# CSCA Sept Casting tournament!!!



## Tommy (Jan 24, 2001)

Come cast with us!! Get those tournament rods and heavers out of the shed and get busy practicing. We look forward to seeing to all.


When - Sept 22-23

Where - 21311 Courthouse Hwy, Windsor, VA 23487-6136, United States. Fairgrounds near Windsor VA

Casting to start at approx. 9:30 both days. On Saturday the 22nd we will cast until 4:00, on Sunday we will cast until 3:00 to allow those that travel time to drive home. Times may be adjusted as determined by weather or other factors at the discretion of CSCA officers.
Rates – CSCA membership is 20.00 for 2018. As a member you cast for 10.00 per day. For those that don’t wish to join the CSCA, you have the option to cast as a day caster for 20.00 per day. Non-member day casters are NOT eligible for prizes or trophies.
Rules;
http://www.carolinasurfcasters.com/tournamentrules.htm
Plus: 
The following additional rules for the 8 oz class;
1. Drum fishing (Heaver) rods to be used. No limit on length
2. High Reel position only.
3. Reel Minimum size – 6500/656/Daiwa 20. Needs to hold approx. 275 yards of .35mm line.
4. Line. High vis mono with minimum diameter of .35mm
5. Shock-leader. High vis mono with minimum diameter of .75mm
6. Casting Style. Either a Hatteras style cast or a layback style groundcast NOT to exceed 220 degrees of rod rotation to target centerline. NO PENDULUM OR FULL TOURNAMENT STYLE (270 DEGREES) GROUNDCASTS ALLOWED FOR 8OZ.
7. All sinkers to be provided by the CSCA. 
The tournament field Marshall has final authority over any and all disputes.
Awards;
The following Champion Categories will be awarded.
• Men's Overall
• Ladies overall
• Junior
• Senior
• Super Senior
• 8oz 
The following “Classes” shall be recognized.
• Ladies C class 300 feet and under
• B class 300-400 feet
• A class 400-500 feet
• Master class 500 feet and above
• Mens C class 450 feet and under
• B class 450-550 feet
• A class 550-650 feet
• AA class 650-725 feet
• Master class 725-800 feet
• Elite class 800 feet and above
See Less


----------



## teff35 (Jun 15, 2018)

Tommy,

I am new to all of this and was wondering how do the classes work? 

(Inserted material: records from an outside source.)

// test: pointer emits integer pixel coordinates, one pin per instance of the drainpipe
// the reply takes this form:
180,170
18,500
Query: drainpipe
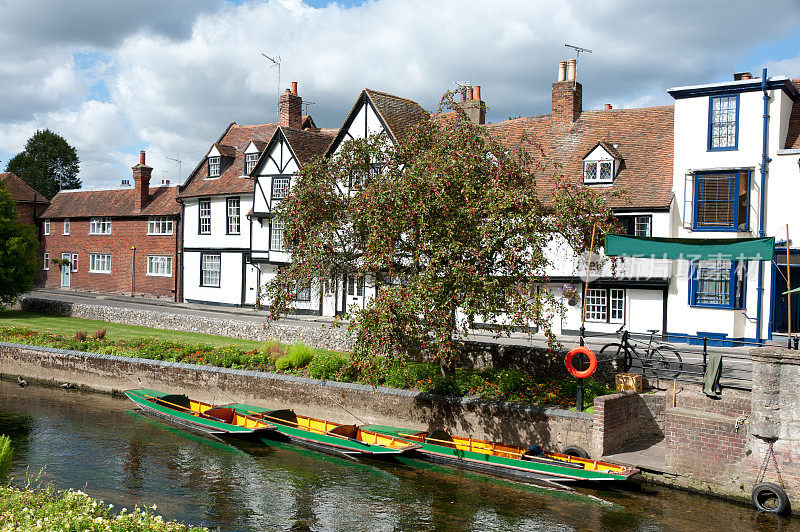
133,266
761,229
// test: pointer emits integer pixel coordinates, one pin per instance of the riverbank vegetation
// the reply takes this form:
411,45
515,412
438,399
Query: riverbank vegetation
298,359
50,510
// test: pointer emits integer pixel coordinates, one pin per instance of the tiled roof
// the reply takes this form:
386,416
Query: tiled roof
399,114
20,190
307,144
115,203
793,133
230,181
642,138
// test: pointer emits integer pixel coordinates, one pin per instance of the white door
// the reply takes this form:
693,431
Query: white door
65,269
355,292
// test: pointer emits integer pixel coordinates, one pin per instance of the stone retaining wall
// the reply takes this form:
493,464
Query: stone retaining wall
524,425
320,337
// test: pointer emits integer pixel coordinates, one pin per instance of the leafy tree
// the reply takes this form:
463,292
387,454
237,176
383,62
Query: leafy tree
448,221
48,163
18,246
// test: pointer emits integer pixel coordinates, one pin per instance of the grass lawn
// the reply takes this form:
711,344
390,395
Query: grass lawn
114,331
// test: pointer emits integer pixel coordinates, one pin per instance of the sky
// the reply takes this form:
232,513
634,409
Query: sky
117,77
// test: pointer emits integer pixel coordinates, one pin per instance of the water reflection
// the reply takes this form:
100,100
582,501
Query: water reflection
101,445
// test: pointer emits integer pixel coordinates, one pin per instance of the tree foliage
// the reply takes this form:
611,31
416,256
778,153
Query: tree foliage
48,163
18,248
449,222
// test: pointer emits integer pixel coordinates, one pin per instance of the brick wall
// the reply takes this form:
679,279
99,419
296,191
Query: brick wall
125,232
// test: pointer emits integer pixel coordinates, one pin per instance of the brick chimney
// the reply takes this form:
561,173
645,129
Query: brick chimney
141,179
567,94
291,108
472,105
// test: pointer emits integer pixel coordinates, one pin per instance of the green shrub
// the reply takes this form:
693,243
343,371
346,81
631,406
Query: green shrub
300,355
283,363
326,366
6,452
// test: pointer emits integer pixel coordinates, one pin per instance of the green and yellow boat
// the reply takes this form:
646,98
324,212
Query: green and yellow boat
197,416
505,460
349,440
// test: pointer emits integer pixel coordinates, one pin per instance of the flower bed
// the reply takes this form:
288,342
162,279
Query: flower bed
499,384
50,510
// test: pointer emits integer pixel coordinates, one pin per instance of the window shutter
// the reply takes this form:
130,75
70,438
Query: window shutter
688,200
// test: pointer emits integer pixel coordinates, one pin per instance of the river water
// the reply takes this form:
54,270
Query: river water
103,446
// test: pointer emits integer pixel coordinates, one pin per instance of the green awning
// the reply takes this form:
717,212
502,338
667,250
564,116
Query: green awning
691,248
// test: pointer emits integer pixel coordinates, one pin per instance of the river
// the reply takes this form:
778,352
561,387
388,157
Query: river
103,446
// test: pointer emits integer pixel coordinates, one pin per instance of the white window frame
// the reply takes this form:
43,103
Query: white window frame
100,263
100,226
159,225
204,220
592,172
280,187
207,275
276,229
214,166
233,217
250,161
159,265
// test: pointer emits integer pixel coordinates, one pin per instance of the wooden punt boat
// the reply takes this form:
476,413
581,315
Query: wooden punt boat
328,436
506,460
196,416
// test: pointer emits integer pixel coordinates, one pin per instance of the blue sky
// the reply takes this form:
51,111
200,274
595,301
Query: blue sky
115,78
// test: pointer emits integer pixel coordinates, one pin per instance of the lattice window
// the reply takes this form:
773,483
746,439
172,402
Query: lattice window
723,122
210,268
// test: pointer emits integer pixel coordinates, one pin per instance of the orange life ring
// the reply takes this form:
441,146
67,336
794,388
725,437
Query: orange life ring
592,362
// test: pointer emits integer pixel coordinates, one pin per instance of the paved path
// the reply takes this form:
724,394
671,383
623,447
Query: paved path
736,365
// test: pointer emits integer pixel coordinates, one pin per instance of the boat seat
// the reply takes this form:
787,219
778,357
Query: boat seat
348,431
220,414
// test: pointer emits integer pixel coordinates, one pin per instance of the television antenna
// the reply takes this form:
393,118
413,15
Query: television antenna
578,51
177,159
276,63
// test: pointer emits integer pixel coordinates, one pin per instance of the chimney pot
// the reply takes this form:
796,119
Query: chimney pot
572,66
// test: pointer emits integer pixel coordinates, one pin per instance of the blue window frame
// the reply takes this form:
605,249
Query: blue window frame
723,122
721,201
717,284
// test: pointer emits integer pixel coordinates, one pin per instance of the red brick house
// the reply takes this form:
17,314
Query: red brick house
30,204
117,241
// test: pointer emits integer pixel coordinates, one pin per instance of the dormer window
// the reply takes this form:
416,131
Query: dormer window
598,172
214,166
601,164
250,160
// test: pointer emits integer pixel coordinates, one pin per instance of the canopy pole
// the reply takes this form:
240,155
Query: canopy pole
788,287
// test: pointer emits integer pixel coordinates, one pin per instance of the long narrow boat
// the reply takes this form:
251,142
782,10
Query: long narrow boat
506,460
197,416
328,436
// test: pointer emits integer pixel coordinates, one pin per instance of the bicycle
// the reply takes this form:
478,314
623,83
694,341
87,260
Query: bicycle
662,359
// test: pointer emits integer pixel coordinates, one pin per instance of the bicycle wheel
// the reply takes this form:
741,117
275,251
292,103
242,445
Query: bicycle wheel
617,355
666,363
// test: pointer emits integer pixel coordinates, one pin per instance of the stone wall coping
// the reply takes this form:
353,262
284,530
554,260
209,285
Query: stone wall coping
499,405
776,355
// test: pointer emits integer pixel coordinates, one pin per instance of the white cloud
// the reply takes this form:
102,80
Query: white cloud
175,84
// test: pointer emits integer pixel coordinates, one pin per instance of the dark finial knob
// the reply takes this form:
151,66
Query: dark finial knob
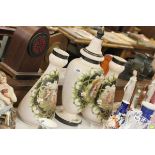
100,32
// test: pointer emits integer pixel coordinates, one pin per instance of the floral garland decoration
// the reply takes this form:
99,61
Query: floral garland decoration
82,88
101,109
41,105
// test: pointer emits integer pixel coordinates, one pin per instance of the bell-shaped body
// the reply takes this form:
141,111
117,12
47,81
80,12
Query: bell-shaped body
80,74
40,101
102,106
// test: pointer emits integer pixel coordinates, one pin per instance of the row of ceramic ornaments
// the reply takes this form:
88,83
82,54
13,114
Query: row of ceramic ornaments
87,89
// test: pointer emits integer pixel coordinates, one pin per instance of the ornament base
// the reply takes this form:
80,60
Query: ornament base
47,123
67,118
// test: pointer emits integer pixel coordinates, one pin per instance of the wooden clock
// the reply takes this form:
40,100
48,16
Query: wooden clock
25,52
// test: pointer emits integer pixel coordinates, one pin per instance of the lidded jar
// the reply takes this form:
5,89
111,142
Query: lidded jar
40,101
80,74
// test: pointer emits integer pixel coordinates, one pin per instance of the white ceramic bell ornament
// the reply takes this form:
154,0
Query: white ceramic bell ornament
40,101
103,108
116,66
79,75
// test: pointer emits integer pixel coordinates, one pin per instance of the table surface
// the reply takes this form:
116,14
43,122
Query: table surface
85,41
84,125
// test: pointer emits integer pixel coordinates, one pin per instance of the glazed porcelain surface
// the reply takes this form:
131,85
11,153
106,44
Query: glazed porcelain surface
102,107
40,101
80,82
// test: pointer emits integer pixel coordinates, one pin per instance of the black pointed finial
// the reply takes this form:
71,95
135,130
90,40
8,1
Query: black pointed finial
100,32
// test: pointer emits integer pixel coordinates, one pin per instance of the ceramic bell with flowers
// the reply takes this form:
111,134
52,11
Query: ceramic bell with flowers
40,102
101,108
82,81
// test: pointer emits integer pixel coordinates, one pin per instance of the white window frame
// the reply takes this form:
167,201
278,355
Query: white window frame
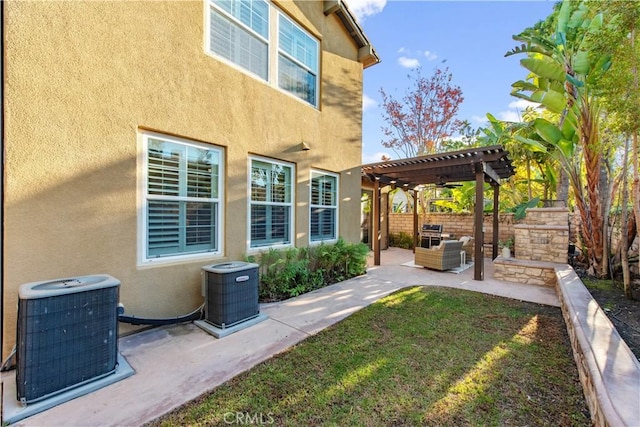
144,260
315,174
287,56
273,46
291,204
210,6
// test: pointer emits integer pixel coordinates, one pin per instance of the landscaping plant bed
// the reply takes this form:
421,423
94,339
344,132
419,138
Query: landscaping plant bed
623,312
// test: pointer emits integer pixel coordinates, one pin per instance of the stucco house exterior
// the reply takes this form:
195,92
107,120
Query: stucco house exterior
147,139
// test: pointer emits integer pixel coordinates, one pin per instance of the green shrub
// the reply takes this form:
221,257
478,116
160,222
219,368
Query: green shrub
286,273
401,240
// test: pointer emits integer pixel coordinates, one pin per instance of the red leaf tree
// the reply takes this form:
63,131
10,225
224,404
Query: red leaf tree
424,117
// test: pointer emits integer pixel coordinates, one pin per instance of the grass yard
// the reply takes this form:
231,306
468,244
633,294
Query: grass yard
421,356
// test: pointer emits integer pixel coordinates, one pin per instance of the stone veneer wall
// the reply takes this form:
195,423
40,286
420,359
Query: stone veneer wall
543,236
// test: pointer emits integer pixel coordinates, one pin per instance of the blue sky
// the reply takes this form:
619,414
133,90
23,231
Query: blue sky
471,36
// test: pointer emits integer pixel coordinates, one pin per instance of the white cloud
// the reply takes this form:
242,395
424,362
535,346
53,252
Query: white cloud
430,55
364,8
408,62
479,120
368,102
522,104
374,158
509,116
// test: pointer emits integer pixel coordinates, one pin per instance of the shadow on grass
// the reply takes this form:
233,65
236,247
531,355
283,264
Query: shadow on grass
431,356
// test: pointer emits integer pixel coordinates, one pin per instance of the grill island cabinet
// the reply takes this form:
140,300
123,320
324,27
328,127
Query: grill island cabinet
231,293
67,334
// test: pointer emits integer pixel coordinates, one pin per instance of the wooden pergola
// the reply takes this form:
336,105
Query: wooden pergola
480,164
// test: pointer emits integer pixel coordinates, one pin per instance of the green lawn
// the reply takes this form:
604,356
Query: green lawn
430,356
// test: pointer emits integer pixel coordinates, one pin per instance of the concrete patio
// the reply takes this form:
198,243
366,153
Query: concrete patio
178,363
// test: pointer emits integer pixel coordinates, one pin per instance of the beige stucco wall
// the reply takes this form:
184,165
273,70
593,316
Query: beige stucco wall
82,80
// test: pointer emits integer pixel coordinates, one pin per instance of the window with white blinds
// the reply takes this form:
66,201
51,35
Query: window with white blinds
182,197
241,32
270,203
323,220
297,61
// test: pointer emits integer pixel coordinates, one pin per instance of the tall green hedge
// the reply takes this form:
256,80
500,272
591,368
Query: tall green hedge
286,273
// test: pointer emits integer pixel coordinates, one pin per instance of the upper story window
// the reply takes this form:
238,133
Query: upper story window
297,61
270,203
243,31
239,32
182,196
323,221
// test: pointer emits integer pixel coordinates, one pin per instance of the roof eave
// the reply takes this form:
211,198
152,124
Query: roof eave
367,55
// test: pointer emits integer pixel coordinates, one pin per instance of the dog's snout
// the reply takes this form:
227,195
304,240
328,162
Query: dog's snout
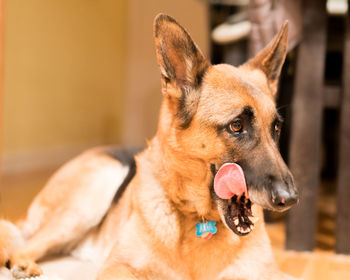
283,196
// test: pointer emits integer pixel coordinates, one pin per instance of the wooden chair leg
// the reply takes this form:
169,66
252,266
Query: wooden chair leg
306,126
343,188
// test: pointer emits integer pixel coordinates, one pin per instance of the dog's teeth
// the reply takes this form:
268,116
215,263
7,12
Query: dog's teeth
254,219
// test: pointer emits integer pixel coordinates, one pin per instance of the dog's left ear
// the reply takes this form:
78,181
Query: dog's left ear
270,60
179,59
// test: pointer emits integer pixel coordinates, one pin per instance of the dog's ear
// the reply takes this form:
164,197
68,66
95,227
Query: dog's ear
270,60
181,62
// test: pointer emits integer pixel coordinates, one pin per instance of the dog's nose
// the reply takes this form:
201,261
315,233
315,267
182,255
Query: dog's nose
283,196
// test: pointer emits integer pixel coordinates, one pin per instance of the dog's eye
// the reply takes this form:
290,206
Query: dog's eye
235,126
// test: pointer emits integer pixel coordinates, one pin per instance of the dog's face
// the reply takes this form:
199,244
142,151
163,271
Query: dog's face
225,114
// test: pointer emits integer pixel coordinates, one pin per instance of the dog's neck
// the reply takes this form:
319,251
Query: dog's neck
186,181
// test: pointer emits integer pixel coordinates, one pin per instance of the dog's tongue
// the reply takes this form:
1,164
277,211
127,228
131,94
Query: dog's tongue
230,181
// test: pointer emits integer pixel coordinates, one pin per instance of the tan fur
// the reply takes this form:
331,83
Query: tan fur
150,232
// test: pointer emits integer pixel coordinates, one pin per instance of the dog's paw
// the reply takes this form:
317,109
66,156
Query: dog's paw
25,269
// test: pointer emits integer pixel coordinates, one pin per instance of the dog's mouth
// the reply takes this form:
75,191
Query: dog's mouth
233,199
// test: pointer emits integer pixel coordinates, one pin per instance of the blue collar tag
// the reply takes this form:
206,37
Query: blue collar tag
206,230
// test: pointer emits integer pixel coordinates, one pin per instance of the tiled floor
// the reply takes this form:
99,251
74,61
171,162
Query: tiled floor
16,193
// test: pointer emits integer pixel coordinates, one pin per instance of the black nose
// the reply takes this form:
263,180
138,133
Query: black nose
283,196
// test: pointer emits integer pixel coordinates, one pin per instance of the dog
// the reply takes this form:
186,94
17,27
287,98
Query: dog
189,205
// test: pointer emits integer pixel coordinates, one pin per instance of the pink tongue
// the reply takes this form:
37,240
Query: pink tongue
230,181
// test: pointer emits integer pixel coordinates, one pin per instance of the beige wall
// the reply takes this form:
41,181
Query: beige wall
64,75
80,73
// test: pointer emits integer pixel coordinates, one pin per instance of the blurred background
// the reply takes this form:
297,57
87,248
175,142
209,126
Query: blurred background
82,73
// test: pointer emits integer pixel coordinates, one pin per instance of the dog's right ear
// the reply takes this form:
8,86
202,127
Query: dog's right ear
180,60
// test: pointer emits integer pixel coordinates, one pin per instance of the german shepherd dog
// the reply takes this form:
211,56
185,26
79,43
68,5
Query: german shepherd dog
211,168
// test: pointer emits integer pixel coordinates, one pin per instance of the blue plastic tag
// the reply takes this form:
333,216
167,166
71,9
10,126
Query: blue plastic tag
206,230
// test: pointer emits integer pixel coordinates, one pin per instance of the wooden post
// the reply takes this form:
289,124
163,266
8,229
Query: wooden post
306,126
343,188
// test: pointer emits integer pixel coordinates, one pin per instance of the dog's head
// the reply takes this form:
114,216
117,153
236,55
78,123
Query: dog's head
217,114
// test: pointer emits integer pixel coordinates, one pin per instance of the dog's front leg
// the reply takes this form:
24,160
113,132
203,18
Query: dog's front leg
116,271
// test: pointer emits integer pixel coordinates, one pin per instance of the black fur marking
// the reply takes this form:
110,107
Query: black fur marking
8,264
125,157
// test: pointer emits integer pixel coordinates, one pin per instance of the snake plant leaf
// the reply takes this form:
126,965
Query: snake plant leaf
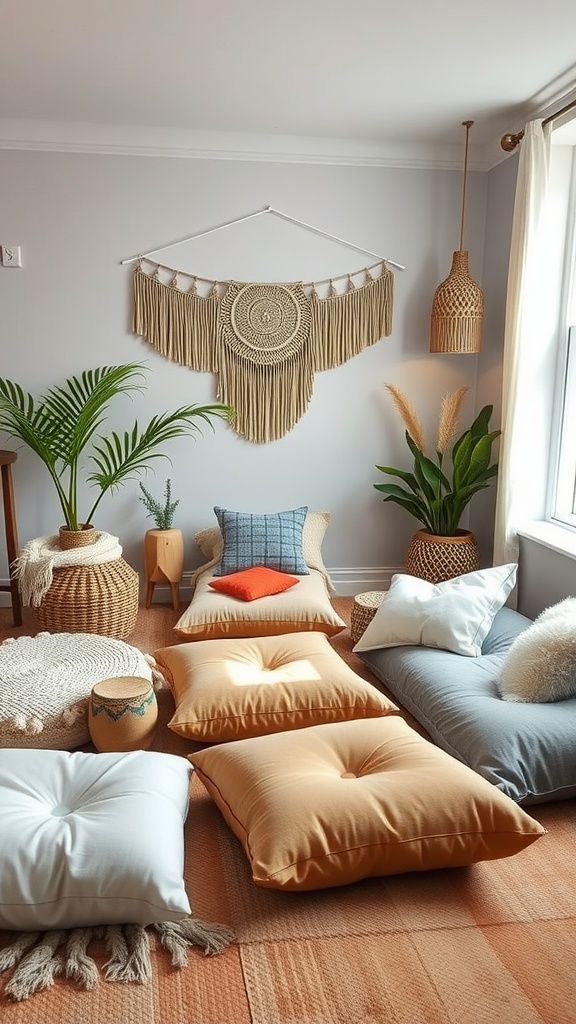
439,494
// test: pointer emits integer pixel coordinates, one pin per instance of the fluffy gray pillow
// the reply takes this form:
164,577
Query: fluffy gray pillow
540,666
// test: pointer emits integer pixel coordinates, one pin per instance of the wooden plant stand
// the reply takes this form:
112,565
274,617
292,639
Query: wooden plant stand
164,555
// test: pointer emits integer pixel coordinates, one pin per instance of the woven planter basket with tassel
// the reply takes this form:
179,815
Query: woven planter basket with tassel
437,558
101,599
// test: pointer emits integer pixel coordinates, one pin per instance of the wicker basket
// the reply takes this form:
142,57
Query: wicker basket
363,610
101,599
437,558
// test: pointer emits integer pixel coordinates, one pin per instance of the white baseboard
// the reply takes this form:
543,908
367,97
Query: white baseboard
347,582
358,580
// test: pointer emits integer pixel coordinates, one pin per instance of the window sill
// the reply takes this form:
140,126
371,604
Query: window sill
549,535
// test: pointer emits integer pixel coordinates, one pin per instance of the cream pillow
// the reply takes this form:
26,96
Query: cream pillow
211,615
91,839
454,615
540,666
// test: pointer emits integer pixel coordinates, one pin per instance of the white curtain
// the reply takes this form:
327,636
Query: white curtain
529,326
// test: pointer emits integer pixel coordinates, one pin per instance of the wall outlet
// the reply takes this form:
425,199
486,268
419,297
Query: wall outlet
11,255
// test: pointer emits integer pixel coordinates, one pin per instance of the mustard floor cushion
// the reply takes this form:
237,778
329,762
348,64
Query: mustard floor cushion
230,689
332,804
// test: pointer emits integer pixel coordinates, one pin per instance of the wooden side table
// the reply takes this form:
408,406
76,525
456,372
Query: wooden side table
164,558
363,610
6,460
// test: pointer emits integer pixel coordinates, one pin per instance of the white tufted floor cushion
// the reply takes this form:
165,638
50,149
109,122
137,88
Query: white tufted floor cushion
45,682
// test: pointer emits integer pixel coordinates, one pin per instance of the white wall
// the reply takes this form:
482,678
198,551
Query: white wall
76,216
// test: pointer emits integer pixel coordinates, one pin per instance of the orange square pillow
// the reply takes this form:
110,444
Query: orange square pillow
253,583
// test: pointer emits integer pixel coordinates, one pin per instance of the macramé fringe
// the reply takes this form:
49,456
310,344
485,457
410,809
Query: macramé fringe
270,393
38,957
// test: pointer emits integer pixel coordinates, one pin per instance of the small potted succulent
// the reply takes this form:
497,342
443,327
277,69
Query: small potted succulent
164,549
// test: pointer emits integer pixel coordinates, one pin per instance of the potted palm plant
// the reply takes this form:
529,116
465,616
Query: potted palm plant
439,488
164,549
64,428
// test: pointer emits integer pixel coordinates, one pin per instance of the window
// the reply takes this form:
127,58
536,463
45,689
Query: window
562,498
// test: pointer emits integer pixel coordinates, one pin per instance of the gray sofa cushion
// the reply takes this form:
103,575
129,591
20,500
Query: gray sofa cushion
527,750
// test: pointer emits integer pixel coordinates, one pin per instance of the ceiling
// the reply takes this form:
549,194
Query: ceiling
357,80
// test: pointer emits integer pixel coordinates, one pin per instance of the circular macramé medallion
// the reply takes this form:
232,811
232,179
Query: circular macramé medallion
265,324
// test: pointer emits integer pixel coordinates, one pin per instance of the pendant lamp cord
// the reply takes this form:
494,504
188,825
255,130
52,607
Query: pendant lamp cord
467,125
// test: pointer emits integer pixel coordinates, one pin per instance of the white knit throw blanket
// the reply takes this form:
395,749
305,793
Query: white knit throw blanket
37,560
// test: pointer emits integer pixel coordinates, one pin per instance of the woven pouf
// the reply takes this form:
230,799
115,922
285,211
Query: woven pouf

Is it previous casting experience which determines which class you will be in or your casting that weekend? 

Also, do the classes apply to the 8 oz category. 

I really enjoy field casting and competitive casting is something I think I would enjoy but have no experience with it.

Thanks,


----------



## Tommy (Jan 24, 2001)

teff35 said:


> Tommy,
> 
> I am new to all of this and was wondering how do the classes work?
> 
> ...


Teff,

If you have never cast on a court before then we/you just have to take your best guess unless you know about how far you throw. If not, we can just start you in "C" class and see how you do.

The 8 oz category does not involve the classes. It is something I added a few years ago to bring in the hardcore drum guys. Quite a few have come, some have thrown big numbers... 

Some end up dropping down to the smaller sinkers and see their numbers increase.

Come on out. I promise you will have fun and probably pick up some distance doing it.

Tommy


----------



## teff35 (Jun 15, 2018)

Tommy,

Thank you for the info. 

I do plan on attending. I am sure it will be fun and a great place to learn better technique. 

Thanks,


----------